Claiming that the body and chassis are subjected to CED coating, which makes them salt spray resistant for 800 hours, Avinash averred, “Even the bodies and frames of custom application vehicles are CED coated.” He added, “Since we provide customised solutions at the factory level, the buyer does not have to deal with corrosion issues resulting from aftermarket activity.” For its dealers (and distributors), Nextmotive has developed a software for part numbers and drawings. They have been advised to stock a minimum inventory of two sets. Well aware of the growing aspirations and expectations of the owner-operator buyer of an SCV, Nextmotive will be entering the Indian market in this fiscal. As it makes a successful foray, areas like aesthetics, fit-finish, etc., would have been looked into, and addressed. This would also include the suppliers, and their ability to support the project. Apart from expand-ability, Nextmotive is working towards constructing a robust marketing and support network. Avinash and his team are inclined to not leave a single stone unturned to realise their dream. That of turning into an automotive OEM from an SME.

The first impression is of the vehicle being tall. The ground clearance of Across, at 220 mm, is claimed to be more than that of the market leader Ace. Climbing into the seat, from behind the wheel, the driver is greeted to a good view ahead. The minimalist dashboard with a centrally mounted instrument cluster fails to impress. The inconsistent panel gaps may not matter much to a CV buyer, but will need to be addressed nevertheless. The driving position is high and comfortable, and accompanies a feeling of the cab being roomy and airy. Turn the key and the BS3 direct injection motor wakes up to emit a distinct diesel clatter. It is loud no doubt, though not very intrusive considering the current offerings in the category. First and second cogs are very tall and ensure take-off rather than achieve good speed. Third gear is where some speed is achieved, followed by more speed achieved in the fourth gear. Third and fourth gears offer a good combination of speed and the ability to lug. There was hardly any steam by the time the fifth gear was engaged on a hilly stretch of road.

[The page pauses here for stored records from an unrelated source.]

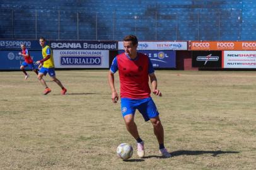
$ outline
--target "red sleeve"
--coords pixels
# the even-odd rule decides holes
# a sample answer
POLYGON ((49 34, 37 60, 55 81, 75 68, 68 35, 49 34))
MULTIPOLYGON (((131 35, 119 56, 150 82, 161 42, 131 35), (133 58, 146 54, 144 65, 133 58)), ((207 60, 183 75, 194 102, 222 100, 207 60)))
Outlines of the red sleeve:
POLYGON ((47 60, 49 60, 49 59, 50 59, 50 55, 47 55, 47 56, 46 56, 45 58, 44 58, 44 59, 40 60, 40 62, 41 64, 42 64, 42 63, 44 63, 44 62, 46 61, 47 60))

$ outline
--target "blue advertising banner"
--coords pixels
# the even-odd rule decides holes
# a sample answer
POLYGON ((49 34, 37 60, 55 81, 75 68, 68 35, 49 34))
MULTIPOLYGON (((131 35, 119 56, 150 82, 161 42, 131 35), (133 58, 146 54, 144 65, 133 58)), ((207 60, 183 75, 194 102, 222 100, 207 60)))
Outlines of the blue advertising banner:
POLYGON ((42 50, 39 40, 0 40, 0 50, 20 50, 20 45, 24 44, 30 50, 42 50))
MULTIPOLYGON (((124 50, 119 50, 119 54, 124 50)), ((138 50, 147 55, 154 68, 176 68, 176 51, 173 50, 138 50)))
MULTIPOLYGON (((20 65, 23 62, 23 57, 19 55, 18 50, 0 51, 0 70, 19 70, 20 65)), ((36 61, 42 59, 42 51, 30 51, 35 66, 38 66, 35 64, 36 61)))
POLYGON ((117 50, 117 42, 50 41, 52 49, 58 50, 117 50))

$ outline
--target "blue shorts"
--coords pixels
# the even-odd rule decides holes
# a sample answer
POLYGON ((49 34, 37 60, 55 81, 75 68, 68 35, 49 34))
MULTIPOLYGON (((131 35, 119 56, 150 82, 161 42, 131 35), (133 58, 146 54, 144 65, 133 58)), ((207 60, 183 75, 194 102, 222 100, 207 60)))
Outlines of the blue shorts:
POLYGON ((45 67, 42 67, 41 69, 40 69, 39 73, 42 73, 44 74, 44 76, 46 76, 47 72, 50 75, 50 77, 54 77, 55 75, 54 68, 45 68, 45 67))
POLYGON ((32 70, 35 69, 35 65, 33 62, 32 64, 28 64, 26 62, 23 62, 21 64, 21 65, 23 65, 25 67, 26 67, 28 66, 28 67, 30 67, 32 70))
POLYGON ((135 114, 137 109, 146 122, 159 115, 156 105, 151 98, 145 99, 121 98, 121 111, 123 117, 127 115, 135 114))

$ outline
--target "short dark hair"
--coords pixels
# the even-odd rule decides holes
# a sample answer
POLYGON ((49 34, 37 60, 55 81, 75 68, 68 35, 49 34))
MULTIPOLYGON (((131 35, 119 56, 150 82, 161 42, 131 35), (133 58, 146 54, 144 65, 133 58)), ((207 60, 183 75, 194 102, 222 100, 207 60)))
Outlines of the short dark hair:
POLYGON ((132 45, 135 45, 138 43, 138 40, 136 36, 133 35, 129 35, 124 38, 124 41, 125 42, 132 42, 132 45))
POLYGON ((44 42, 46 42, 46 39, 44 37, 40 37, 39 40, 43 40, 44 42))

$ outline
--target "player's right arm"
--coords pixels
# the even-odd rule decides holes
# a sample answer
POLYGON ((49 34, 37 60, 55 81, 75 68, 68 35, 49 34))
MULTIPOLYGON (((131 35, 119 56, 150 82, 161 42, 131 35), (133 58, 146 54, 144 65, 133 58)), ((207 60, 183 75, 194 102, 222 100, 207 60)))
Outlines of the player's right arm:
POLYGON ((113 103, 117 103, 119 99, 119 96, 115 90, 115 78, 114 74, 118 70, 117 60, 117 57, 115 57, 112 62, 112 64, 110 66, 110 70, 108 72, 108 84, 110 86, 111 92, 112 92, 112 99, 113 103))

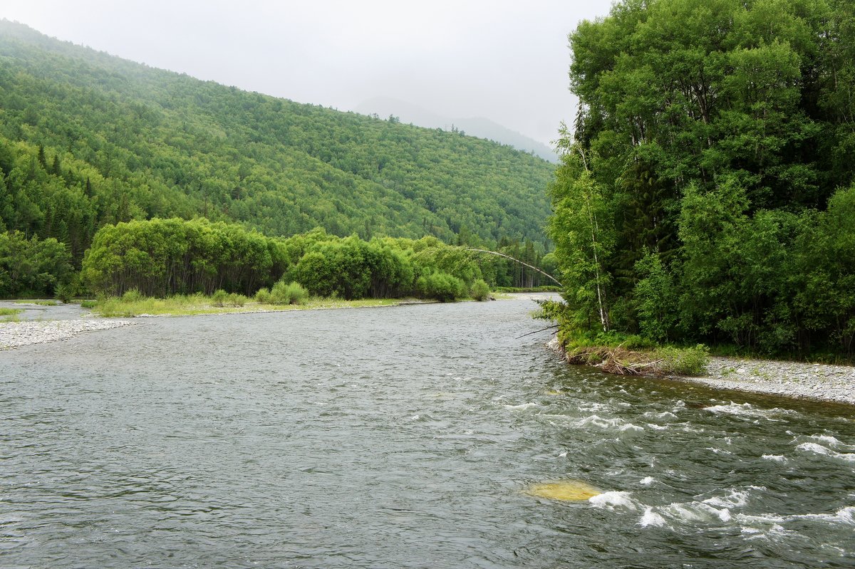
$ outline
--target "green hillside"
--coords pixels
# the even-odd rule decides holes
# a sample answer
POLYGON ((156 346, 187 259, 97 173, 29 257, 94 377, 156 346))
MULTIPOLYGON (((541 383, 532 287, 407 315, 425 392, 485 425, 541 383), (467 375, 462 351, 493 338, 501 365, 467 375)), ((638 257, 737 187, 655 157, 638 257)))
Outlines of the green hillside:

This cog could however help in achieving good efficiency on level roads. 

During the drive, the Across came across as a dandy and comfortable SCV. It behaved well over some of the broken roads in the region we subjected it to, displaying a good ability to tackle the undulations without resulting in an utterly inferior ride. It responded well to the inputs, and the fact that it is a front-wheel drive, did not make for a noticeable difference in the way the power was routed to the wheels. The way 40 Nm of torque was put to use. Evoking a feeling of being modern and well-engineered even though there is a need to work upon factors like aesthetics, features, and fit and finish, the first impression was positive. The braking feel, comprising discs at front and drums at the rear, was progressive. The ‘non-powered’ steering felt light and precise, and even at speeds in the region of
50 kmph. The top speed of this SCV is 70 kmph. If the pictures draw a similarity with the Tata Ace, in actual, subtle styling differences make the Across look different. 

As mentioned at the onset, the Across looks bigger than it really is, and with an ability to deliver more load. Getting under the skin of the Across reveals that the two – Ace and Across, are quite different even though they are aiming at the same category. Ace has a rear-wheel drive mechanical configuration. Across has a front-wheel drive layout. Powering the Ace is a 16 hp, 702 cc two-cylinder in-direct injection diesel engine positioned longitudinally. The Across’ 17 hp engine is of the direct-injection variety and located transversely. Claimed to have a near 50:50 weight distribution over the two axles, the Across, parked besides the Ace surprisingly does not look as big or burly. It is perhaps the expanse of the windscreen and its curvature that makes it look big. Also, unlike the Ace, turning the key to the off position does not kill the engine of the Across. A lever on the dashboard has to be pulled. It is a distinct reminder of the fact that a direct-injection diesel engine is located under the seats.